Une page d’écriture dit souvent beaucoup d’un être. Michel Rocard avait une écriture claire, formée, un peu anguleuse, qui révélait sa rectitude morale, son ouverture à l’Autre, à l’ailleurs, et son exigence intellectuelle. Sa manière de noircir la page blanche était unique : chaque ligne était plus courte que la précédente, si bien qu’un triangle se dessinait progressivement. Je me suis souvent interrogé sur le sens de ces calligraphies et de ces mises en pages. Au fond, elles démontraient que l’extrême régularité l’ennuyait et que Michel Rocard était, avant toute chose, un homme libre. Libre de penser et de faire, s’affranchissant d’un cadre convenu ou trop normé.

Michel Rocard, c’est une histoire d’engagements. De luttes. D’indignations. Une volonté de regarder la vie en face, le réel en face, non seulement pour les décrire, mais surtout pour les changer. N’accepter rien de ce qui était injuste ou convenu. La torture en Algérie, l’étouffement de la société française, la lourdeur de l’État, le réchauffement climatique, la fatigue de l’Europe, l’oubli de l’Afrique.

Ses causes ont été multiples, diverses, et il leur est toujours resté fidèle. Car il ne voulait pas seulement les dénoncer. Il ne voulait pas se servir d’elles. Il voulait les servir pour mieux changer le monde.

Pour moi, Michel Rocard est un exemple. De conviction, d’engagement, d’exigence intellectuelle et d’action.

La France a souvent été injuste avec Michel Rocard. Il a connu des traversées du désert, des déconvenues, des trahisons. Mais il n’a jamais abandonné ses combats, sa famille et ses amis. Ils sont nombreux, celles et ceux qui l’ont accompagné ou servi, et dont il était le point de ralliement, au 266 du boulevard Saint-Germain, et plus largement derrière lui, dans son sillage, dans le droit fil de ce qu’il représentait. Il a peuplé la vie de beaucoup d’êtres en les unissant autour de combats communs. Il continuera de les peupler, aussi longtemps que vivront ses idées.

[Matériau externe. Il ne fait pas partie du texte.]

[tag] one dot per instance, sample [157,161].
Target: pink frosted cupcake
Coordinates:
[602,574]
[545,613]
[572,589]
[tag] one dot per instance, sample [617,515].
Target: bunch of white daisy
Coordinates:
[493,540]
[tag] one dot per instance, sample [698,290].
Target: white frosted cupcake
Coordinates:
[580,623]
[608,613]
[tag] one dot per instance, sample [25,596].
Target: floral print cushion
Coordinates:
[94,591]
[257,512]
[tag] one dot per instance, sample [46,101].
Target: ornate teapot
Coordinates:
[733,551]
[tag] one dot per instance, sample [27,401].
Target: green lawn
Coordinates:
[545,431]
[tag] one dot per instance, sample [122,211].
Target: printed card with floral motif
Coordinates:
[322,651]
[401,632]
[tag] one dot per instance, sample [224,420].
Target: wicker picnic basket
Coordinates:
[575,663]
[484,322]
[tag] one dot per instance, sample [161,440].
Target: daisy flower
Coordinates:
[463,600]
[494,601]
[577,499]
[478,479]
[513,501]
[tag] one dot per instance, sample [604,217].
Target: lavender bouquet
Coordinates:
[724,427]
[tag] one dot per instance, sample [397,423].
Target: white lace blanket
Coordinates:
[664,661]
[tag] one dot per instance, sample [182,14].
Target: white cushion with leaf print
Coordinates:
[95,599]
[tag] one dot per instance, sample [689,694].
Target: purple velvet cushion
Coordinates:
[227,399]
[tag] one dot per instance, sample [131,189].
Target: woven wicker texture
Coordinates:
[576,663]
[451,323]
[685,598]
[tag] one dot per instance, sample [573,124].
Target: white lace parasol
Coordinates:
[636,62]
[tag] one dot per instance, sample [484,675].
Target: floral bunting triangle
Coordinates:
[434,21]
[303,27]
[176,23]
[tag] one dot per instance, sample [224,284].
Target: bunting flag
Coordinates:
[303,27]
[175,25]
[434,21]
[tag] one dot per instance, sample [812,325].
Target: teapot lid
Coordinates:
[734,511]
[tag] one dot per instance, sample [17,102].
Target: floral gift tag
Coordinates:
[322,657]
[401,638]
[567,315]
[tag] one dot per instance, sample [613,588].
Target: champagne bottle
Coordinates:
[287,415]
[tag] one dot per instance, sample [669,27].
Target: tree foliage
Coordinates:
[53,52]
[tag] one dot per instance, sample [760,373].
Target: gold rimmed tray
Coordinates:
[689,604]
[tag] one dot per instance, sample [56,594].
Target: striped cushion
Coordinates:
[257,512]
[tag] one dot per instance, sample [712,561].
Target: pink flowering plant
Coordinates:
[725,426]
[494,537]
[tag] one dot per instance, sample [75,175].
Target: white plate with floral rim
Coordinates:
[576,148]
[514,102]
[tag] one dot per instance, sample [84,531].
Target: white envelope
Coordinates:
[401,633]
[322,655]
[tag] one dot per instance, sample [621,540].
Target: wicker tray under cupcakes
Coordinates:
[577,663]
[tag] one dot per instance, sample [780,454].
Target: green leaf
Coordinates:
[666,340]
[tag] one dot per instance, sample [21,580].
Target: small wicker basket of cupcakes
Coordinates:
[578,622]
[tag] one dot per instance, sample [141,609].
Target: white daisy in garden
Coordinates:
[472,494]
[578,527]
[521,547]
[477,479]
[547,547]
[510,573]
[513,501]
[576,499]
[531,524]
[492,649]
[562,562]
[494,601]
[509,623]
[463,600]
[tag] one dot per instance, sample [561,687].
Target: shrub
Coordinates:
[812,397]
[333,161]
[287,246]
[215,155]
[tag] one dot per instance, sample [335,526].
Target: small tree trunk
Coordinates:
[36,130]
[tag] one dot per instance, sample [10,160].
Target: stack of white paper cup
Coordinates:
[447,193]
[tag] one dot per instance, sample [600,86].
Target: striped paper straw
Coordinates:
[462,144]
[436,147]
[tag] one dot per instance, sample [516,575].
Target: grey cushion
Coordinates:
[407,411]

Avec Sylvie, ces dernières années, il passait beaucoup de temps avec les nombreux animaux qui avaient fini par prendre possession de leur maison. Je me souviens d’un chat malingre, pour lequel il avait une tendresse particulière. En Inde, il y a quelques années, Michel avait failli mourir. À l’hôpital, ce petit chat lui rendait visite chaque jour à sa fenêtre. Alors, il avait décidé de le ramener en France avec lui. C’était aussi cette générosité fantaisiste, Rocard. Le petit chat continuait à le suivre des yeux par la fenêtre de la maison d’Île-de-France.

Ce matin, il doit chercher, un peu perdu, le regard dans le vide, la présence bienveillante de cet aventurier enthousiaste qui lui avait fait traverser plusieurs continents pour arriver là. Ce matin, nous sommes beaucoup comme lui, un peu perdus, le regard dans le vide.